Seed Diffusion: A Large-Scale Diffusion Language Model with High-Speed Inference

AI-generated keywords: Seed Diffusion Preview

AI-generated Key Points

  • Utilizes discrete-state diffusion for unparalleled inference speed
  • Employs non-sequential, parallel generation for significant speedup compared to traditional methods
  • Successfully demonstrated in models like Mercury Coder and Gemini Diffusion
  • Achieves impressive inference speed of 2,146 token/s on H20 GPUs
  • Maintains competitive results across various standard code evaluation benchmarks
  • Surpasses contemporary models like Mercury and Gemini Diffusion in speed
  • Team behind the model is constantly pushing the boundaries of language modeling technology
Also access our AI generated: Comprehensive summary, Lay summary, Blog-like article; or ask questions about this paper to our AI assistant.

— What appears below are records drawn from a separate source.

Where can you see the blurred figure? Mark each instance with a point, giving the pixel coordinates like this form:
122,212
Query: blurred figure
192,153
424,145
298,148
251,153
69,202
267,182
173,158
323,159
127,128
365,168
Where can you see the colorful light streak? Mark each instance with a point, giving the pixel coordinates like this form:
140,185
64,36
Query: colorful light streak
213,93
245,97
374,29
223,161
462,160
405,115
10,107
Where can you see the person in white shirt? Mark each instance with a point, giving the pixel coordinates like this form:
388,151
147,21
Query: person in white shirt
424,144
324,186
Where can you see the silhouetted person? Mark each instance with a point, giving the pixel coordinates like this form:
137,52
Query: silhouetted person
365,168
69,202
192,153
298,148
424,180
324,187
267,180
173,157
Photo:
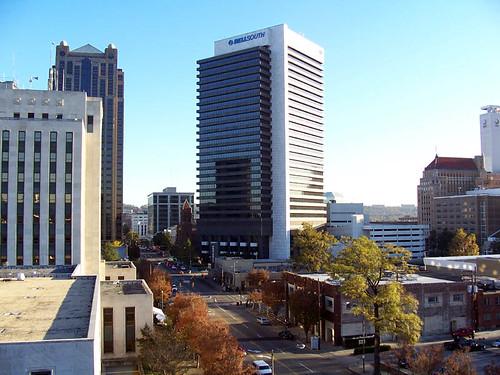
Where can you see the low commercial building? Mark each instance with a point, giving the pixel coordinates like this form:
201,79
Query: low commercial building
49,324
444,305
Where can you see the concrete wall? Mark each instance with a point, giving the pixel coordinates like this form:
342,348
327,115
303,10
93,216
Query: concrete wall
115,270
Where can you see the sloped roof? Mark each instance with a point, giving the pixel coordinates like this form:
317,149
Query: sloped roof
441,162
87,48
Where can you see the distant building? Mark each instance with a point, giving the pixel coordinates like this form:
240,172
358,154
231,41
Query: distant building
410,235
165,209
345,219
50,186
96,72
445,176
478,212
490,137
139,223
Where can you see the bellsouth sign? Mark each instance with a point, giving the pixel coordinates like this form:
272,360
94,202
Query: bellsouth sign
247,38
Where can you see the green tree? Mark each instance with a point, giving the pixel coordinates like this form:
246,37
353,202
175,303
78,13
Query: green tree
304,307
163,350
312,248
463,244
109,251
385,304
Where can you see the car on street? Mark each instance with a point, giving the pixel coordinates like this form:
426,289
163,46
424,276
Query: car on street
261,367
286,335
263,321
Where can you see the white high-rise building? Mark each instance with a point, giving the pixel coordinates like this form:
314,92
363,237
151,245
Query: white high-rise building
260,142
50,178
490,137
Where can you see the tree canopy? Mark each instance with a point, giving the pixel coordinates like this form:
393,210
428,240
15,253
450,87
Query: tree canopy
361,266
163,350
463,243
312,248
109,251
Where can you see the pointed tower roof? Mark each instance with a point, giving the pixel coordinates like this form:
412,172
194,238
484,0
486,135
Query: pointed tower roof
87,48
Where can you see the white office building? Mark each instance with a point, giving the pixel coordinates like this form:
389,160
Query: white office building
409,235
50,178
490,137
260,141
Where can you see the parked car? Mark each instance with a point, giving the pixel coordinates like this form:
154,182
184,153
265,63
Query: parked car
261,367
263,320
286,335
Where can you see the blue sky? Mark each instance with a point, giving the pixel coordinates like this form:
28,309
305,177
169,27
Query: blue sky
402,79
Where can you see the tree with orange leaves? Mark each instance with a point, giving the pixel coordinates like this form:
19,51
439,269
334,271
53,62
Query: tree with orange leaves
158,282
256,277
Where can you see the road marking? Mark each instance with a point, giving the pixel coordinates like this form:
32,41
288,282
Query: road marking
307,368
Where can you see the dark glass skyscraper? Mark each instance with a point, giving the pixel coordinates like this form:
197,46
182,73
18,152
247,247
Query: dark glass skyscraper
234,152
95,72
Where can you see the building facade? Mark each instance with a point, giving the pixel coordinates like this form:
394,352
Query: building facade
476,212
490,137
96,73
165,209
260,143
139,223
410,235
445,176
50,178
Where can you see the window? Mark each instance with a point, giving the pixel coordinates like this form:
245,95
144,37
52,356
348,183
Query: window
432,300
329,304
130,329
108,330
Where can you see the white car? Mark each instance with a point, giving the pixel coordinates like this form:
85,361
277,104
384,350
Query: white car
263,321
262,368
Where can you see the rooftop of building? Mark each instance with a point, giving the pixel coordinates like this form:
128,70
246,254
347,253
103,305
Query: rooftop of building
45,308
404,279
120,264
443,162
124,287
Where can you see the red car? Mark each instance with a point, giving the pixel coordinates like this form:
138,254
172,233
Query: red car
464,332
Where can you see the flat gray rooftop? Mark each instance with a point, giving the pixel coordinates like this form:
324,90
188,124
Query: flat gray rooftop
122,287
45,308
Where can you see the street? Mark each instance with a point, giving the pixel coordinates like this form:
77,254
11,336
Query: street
259,341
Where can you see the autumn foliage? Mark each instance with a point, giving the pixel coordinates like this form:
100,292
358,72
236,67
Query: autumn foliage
211,340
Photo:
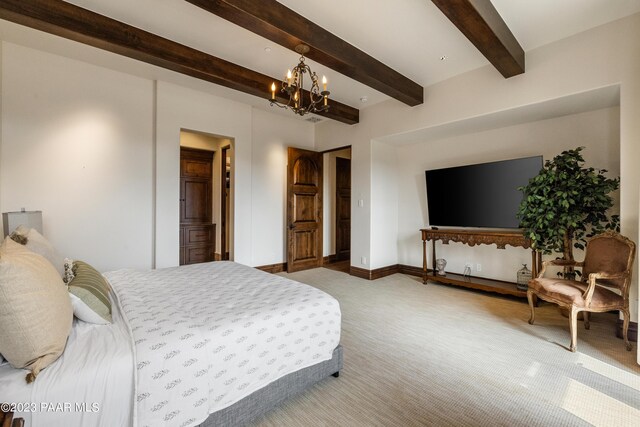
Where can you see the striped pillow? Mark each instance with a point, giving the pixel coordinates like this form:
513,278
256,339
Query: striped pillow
90,295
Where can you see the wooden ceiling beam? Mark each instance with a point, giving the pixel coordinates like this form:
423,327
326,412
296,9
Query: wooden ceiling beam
75,23
481,23
276,22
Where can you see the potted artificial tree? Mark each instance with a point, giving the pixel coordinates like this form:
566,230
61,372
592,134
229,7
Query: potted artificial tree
565,204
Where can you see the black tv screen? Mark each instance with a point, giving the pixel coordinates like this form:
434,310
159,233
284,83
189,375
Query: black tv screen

Authors: Yuxuan Song, Zheng Zhang, Cheng Luo, Pengyang Gao, Fan Xia, Hao Luo, Zheng Li, Yuehang Yang, Hongli Yu, Xingwei Qu, Yuwei Fu, Jing Su, Ge Zhang, Wenhao Huang, Mingxuan Wang, Lin Yan, Xiaoying Jia, Jingjing Liu, Wei-Ying Ma, Ya-Qin Zhang, Yonghui Wu, Hao Zhou

Demo is available at https://studio.seed.ai/exp/seed_diffusion/; Project page is https://seed.bytedance.com/seed_diffusion
License: CC BY 4.0

Abstract: We present Seed Diffusion Preview, a large-scale language model based on discrete-state diffusion, offering remarkably fast inference speed. Thanks to non-sequential, parallel generation, discrete diffusion models provide a notable speedup to mitigate the inherent latency of token-by-token decoding, as demonstrated recently (e.g., Mercury Coder, Gemini Diffusion). Seed Diffusion Preview achieves an inference speed of 2,146 token/s over H20 GPUs while maintaining competitive performance across a sweep of standard code evaluation benchmarks, significantly faster than contemporary Mercury and Gemini Diffusion, establishing new state of the art on the speed-quality Pareto frontier for code models.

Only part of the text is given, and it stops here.